The Court of Appeal dismissed Michael Land's appeal against his conviction on 31 January 1997 at Lewes Crown Court of two counts of possessing indecent photographs of a child with a view to their being distributed or shown contrary to section 1(1)(c) of the Protection of Children Act 1978. He did not appeal against his conviction of seven counts of having an obscene article for publication for gain.
The appellant and his partner ran a mail order business supplying obscene video tapes which depicted homosexual activity. Police raided his premises and found a large quantity of pornographic material, together with video machines and other equipment.
James Wood (Registrar of Criminal Appeals) for the appellant; Peter Walsh (Crown Prosecution Service) for the Crown.
Lord Justice Judge said that the appeal concerned the appellant's conviction for possession of indecent photographs of a child in two video cassettes, in which young adolescent males were depicted in varied and indecent forms of sexual activity. There was no direct evidence about the identity of any of the participants, nor of their ages.
The first ground of appeal was that the judge should have directed the jury that it was not enough, to establish an offence under section 1(1)(c) of the Protection of Children Act 1978, for a defendant to know that he possessed a photograph that was indecent: he had to know that the photograph depicted a person under 16.
The object of the 1978 Act was to protect children from exploitation and degradation. There was a statutory defence in section 1(4) which provided a framework protecting from conviction those whose possession of indecent photographs of children was not prurient. The defence was limited to persons who distributed or were either in possession of such material for a legitimate reason, or were ignorant of and had no reason to believe that they were in possession of or distributing indecent material.
The anxiety expressed by counsel for the individual who did not know that the material depicted someone who was in fact a child was misplaced. A glance would quickly show whether the material was or might be depicting someone who was under 16 and if it was or might be then prosecution would be avoided by destroying or having nothing further to do with it.
The second ground of appeal was that in the absence of direct evidence of the age of the participants, expert paediatric evidence should have been called to enable the jury to be informed of the variations in the onset of puberty in different adolescent males, particularly with persons of different racial origins.
Section 2(3) of the 1978 Act underlined that the question whether such a person was a child for the purposes of the Act was one of fact, based on inference, without need of formal proof.

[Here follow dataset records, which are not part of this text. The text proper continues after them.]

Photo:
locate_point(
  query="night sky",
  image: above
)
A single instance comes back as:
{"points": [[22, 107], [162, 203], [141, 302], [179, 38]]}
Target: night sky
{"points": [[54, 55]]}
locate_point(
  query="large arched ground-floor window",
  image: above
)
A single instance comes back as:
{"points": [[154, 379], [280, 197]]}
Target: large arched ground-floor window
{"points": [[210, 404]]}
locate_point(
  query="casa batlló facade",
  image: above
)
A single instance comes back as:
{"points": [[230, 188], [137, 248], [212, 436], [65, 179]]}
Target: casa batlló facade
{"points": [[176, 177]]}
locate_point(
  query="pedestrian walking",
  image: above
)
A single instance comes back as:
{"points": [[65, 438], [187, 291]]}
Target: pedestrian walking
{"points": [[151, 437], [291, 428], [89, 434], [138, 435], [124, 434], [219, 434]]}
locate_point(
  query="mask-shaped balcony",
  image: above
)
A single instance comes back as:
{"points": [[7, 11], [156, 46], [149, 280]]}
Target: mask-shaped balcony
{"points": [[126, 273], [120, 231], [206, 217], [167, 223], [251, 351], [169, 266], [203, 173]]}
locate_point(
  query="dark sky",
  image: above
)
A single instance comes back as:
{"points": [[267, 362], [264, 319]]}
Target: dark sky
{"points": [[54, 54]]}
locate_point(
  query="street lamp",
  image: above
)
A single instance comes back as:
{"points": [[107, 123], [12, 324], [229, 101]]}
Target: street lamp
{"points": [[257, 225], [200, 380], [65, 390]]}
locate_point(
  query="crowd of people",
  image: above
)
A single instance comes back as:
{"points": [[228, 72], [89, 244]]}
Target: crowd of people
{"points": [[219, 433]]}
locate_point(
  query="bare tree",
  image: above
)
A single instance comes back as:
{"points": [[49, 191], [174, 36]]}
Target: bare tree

There was no basis for concluding that in the absence of paediatric or other expert evidence the jury was prevented from concluding that the indecent photograph depicted a boy or girl under the age of 16.
The purpose of expert evidence was to assist the court with information which was outside the normal experience and knowledge of the judge or jury. Perhaps the only certainty which applied to the problem in the present case was that each individual reached puberty in his or her own time. The jury was as well placed as an expert to assess any argument addressed to the question whether the prosecution had established that the person depicted in the photograph was under 16. The appeal would be dismissed.